Ekim 26, 2010

Çizme'ye, Hem de Bu Yaz!



Çizmeye değil, Çizme'ye! Ehe, öyle değil midir, küçük bir kız çocuğuna İtalya?

Henüz uçak biletleri alınmadıysa da, hem kendimin hem de yol arkadaşımın -ehe! "yol arkadaşı"!- hayalgücüne güvendiğimden sevinçlen paylaşmak istiyorum senlen ey insan: Bu yaz İtalya'ya gideceğiz biz! Biz, zamanın çocuk ruhları! Evet evet, dünyanın binbir türlü hâli var, ama ben istiyorum ki dünyanın bu hâli gerçek olsun bu yaz: gidelim!

Giderken kendime mutlaka bir defter edineceğim! Bir İtalya günlüğü. Hatta yol arkadaşımla beraber yazsak, ne güzel olur. Evet, ne güzel olur, diye düşündüm şimdi. Sevgili yol arkadaşım, ne güzel olmaz mı? Başka bir dilin konuşulduğu bir yerde, başka insanlar içinde, başka nefesler alan ve aldığı nefesleri başka türlü bırakanlar üstüne yazmak.

Hatta dönerken oradan da bir defter almak istiyorum kendime! Bugünlerde defter beni çıldırtan bir şey olmaya başladı. Maaş günü Kadıköy'e gidip elimdekini avucumdakini deftere yatırmak korkusundayım! Hafif sarı, kaygan kağıtlı sayfaları olan bir defter aldım mesela geçenlerde. Bayıldım ona, çok sevdim. Kapağı kırmızı kadife kaplı. Ki, kırmızı kadife de ne muhteşem bir şeydir!

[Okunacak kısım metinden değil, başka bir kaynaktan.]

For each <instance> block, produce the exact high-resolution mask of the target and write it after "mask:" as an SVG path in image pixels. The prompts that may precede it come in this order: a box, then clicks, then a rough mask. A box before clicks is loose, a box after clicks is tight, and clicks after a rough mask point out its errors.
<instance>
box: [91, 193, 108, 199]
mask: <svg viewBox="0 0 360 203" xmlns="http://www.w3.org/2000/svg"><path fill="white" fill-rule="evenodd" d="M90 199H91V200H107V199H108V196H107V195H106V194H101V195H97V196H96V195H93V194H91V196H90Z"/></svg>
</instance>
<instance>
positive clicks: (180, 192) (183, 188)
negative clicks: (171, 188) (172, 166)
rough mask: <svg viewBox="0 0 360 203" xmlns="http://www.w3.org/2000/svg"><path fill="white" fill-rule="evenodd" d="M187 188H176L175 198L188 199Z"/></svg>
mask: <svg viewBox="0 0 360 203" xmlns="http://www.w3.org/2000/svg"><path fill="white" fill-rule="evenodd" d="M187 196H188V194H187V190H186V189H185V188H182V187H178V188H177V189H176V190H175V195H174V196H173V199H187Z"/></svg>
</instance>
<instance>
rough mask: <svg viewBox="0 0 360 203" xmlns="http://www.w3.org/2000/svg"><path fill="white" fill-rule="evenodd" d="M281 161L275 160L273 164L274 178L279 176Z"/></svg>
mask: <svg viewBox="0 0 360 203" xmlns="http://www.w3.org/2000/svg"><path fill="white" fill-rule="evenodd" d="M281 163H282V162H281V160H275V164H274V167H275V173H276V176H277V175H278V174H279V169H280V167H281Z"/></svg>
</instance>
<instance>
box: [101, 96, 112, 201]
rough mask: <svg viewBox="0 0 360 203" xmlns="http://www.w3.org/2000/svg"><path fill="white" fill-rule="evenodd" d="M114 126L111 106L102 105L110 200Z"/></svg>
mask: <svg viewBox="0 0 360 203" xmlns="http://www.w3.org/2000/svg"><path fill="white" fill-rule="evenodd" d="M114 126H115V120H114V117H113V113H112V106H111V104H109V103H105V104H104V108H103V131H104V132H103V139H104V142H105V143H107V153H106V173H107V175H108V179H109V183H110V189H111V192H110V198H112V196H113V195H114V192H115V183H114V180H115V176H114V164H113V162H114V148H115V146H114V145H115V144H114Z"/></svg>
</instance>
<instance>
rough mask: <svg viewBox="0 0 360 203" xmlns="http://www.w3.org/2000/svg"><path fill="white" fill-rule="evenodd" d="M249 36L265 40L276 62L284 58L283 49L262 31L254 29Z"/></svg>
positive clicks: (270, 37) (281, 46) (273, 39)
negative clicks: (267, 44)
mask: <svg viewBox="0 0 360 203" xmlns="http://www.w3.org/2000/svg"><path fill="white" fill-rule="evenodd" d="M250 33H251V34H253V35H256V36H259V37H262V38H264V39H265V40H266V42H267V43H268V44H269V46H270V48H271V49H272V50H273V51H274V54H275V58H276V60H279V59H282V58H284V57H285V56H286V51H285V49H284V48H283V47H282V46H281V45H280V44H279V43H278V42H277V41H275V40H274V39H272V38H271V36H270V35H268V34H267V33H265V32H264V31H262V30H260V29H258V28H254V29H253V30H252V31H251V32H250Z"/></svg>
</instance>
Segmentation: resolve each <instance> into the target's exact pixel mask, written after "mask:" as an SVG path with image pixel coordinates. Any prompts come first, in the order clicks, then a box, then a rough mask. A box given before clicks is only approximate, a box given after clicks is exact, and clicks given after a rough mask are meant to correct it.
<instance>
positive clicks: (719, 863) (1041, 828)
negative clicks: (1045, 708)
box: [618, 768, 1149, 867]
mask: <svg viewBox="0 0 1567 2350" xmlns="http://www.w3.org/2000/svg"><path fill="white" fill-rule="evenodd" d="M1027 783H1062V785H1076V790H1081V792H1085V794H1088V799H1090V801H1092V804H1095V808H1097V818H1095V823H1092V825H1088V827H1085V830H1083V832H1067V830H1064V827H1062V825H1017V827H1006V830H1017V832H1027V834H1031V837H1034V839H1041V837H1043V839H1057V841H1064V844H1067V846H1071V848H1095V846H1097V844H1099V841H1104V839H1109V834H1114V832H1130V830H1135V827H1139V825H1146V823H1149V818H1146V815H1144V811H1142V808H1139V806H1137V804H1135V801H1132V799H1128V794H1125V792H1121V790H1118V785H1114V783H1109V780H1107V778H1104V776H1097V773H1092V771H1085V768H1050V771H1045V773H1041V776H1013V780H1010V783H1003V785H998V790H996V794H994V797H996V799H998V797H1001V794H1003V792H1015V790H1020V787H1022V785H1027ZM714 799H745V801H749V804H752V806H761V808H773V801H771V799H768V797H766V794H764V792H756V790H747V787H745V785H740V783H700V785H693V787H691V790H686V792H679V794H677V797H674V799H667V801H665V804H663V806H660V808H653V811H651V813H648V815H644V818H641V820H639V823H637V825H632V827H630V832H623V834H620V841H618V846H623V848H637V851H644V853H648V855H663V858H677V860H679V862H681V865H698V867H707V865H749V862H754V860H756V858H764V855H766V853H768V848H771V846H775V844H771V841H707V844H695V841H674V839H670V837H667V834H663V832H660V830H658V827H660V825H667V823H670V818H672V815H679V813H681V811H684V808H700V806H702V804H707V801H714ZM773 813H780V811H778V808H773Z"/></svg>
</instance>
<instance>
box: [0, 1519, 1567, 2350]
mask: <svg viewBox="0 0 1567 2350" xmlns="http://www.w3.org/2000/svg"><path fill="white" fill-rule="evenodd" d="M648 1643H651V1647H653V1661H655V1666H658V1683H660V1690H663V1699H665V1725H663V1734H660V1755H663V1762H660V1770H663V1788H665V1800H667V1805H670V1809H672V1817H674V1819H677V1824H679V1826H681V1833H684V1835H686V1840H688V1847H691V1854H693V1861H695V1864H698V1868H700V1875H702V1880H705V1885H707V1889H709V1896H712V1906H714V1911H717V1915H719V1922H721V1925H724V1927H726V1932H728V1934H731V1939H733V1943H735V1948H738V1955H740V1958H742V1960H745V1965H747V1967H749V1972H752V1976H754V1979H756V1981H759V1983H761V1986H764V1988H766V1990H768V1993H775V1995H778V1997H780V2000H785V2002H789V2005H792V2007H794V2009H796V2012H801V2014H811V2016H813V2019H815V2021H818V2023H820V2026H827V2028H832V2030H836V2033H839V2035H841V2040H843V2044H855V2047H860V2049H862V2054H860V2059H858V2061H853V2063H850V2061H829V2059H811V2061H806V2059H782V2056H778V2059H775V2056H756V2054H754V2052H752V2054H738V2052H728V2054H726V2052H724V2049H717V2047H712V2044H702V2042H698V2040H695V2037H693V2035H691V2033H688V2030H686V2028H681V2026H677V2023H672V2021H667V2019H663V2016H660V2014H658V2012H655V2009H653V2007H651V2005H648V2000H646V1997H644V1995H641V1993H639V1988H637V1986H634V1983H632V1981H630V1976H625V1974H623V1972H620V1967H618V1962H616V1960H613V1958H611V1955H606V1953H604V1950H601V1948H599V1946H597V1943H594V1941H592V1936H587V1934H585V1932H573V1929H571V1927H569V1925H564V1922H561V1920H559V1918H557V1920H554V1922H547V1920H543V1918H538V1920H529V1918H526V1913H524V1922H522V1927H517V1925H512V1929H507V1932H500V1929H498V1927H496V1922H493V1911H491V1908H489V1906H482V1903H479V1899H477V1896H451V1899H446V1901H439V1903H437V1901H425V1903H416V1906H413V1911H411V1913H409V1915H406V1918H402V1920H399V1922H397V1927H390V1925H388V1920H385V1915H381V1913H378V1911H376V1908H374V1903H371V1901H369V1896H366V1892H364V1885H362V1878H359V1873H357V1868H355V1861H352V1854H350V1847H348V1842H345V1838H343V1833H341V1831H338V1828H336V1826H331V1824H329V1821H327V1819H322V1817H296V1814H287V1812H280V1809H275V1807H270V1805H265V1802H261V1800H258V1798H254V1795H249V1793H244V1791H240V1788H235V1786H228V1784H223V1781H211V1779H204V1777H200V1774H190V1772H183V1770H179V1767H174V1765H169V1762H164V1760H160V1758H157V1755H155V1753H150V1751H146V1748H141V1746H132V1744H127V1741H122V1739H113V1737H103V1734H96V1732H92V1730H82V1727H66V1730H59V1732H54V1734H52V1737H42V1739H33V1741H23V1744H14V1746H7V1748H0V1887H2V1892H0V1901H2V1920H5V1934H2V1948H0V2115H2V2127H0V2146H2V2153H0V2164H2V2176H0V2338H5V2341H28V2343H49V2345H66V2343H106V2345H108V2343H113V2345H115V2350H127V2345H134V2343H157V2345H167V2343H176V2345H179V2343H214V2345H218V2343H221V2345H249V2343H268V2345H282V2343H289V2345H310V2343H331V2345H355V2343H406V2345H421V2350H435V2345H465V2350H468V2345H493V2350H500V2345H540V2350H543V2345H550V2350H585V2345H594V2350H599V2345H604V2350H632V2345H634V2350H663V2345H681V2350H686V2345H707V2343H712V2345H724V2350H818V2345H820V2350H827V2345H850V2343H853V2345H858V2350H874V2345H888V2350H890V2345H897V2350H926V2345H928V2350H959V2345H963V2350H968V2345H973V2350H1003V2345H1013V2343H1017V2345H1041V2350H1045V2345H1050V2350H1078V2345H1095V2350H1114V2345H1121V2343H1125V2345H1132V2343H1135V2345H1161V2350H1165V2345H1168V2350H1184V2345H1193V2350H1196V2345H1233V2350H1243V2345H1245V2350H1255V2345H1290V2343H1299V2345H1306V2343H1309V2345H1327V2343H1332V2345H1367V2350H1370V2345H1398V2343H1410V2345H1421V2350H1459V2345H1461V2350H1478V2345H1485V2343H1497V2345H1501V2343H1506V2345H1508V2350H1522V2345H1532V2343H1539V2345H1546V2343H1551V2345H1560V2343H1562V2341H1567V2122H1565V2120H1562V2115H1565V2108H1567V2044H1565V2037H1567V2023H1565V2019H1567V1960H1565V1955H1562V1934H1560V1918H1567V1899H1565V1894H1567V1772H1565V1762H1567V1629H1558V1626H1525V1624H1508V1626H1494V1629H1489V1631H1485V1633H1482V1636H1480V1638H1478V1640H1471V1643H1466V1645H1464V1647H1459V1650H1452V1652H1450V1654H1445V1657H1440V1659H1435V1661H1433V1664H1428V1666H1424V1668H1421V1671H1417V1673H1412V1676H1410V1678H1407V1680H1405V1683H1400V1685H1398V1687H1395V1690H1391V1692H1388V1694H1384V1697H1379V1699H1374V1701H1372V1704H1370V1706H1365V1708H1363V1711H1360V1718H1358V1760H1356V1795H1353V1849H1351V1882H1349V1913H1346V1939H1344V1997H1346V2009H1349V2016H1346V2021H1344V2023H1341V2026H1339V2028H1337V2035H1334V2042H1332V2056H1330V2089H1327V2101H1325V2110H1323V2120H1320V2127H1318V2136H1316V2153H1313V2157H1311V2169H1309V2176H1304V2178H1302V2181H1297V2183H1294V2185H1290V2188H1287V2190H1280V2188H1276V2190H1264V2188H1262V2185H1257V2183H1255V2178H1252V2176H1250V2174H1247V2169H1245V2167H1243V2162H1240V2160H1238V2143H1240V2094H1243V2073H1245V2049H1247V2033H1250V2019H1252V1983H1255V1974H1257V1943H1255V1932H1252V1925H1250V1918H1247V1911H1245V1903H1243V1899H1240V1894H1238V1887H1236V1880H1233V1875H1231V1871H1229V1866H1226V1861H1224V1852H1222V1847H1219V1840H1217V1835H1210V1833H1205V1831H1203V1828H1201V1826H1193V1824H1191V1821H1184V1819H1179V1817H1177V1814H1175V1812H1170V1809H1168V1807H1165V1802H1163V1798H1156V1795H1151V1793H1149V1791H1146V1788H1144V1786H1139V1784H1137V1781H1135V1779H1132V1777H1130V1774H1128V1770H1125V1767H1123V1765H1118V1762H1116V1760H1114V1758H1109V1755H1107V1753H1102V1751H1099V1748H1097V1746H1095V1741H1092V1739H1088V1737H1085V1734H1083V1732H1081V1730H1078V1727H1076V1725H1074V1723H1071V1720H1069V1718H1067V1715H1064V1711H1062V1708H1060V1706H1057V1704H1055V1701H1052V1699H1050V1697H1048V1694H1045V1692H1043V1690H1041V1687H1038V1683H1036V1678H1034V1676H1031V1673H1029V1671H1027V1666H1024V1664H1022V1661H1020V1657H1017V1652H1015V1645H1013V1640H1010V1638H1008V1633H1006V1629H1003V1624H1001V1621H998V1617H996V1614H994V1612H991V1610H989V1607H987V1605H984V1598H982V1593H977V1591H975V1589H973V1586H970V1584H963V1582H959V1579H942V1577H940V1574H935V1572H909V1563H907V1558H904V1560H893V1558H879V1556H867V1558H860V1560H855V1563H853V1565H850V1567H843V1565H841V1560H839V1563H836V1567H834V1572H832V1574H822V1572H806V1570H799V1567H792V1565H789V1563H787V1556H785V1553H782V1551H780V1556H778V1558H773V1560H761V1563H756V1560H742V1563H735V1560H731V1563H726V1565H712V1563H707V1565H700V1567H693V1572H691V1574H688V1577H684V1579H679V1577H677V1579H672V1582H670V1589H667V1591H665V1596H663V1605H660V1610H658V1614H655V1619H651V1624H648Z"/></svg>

Google Earth'de dolaşıp Venedik, Pisa, Floransa, Roma, Milano filan görmek de güzel. Ama google'dan evvel de "earth" vardı ey insan! Ve dahi esas o güzeldir bana sorarsan! Google'dan evvelki earth'ün hayatı, bu kadim "planet"imizin esrarlı güzellikleri kulaklarımda bir uğultulu oldu şimdi: "Vuu!". Misal, şu fotoğraftaki "şey"i gördüğümde ne hissedeceğim bilmiyorum. Akıl sağlığım sevgili yol arkadaşıma emanet! Ehe, bir de bu var tabii, "bu fotoğraftaki şey" diyecek kadar yabancı olmak gideceğim yerlere. Olsun, alınsın da şu uçak biletleri bir, o zaman pek çok tatlı efsaneler öğrenilir, üşenilmez el yazısıyla güzel güzel sayfalara kaydedilir, azık diye çantalarda gezdirilir oralarda.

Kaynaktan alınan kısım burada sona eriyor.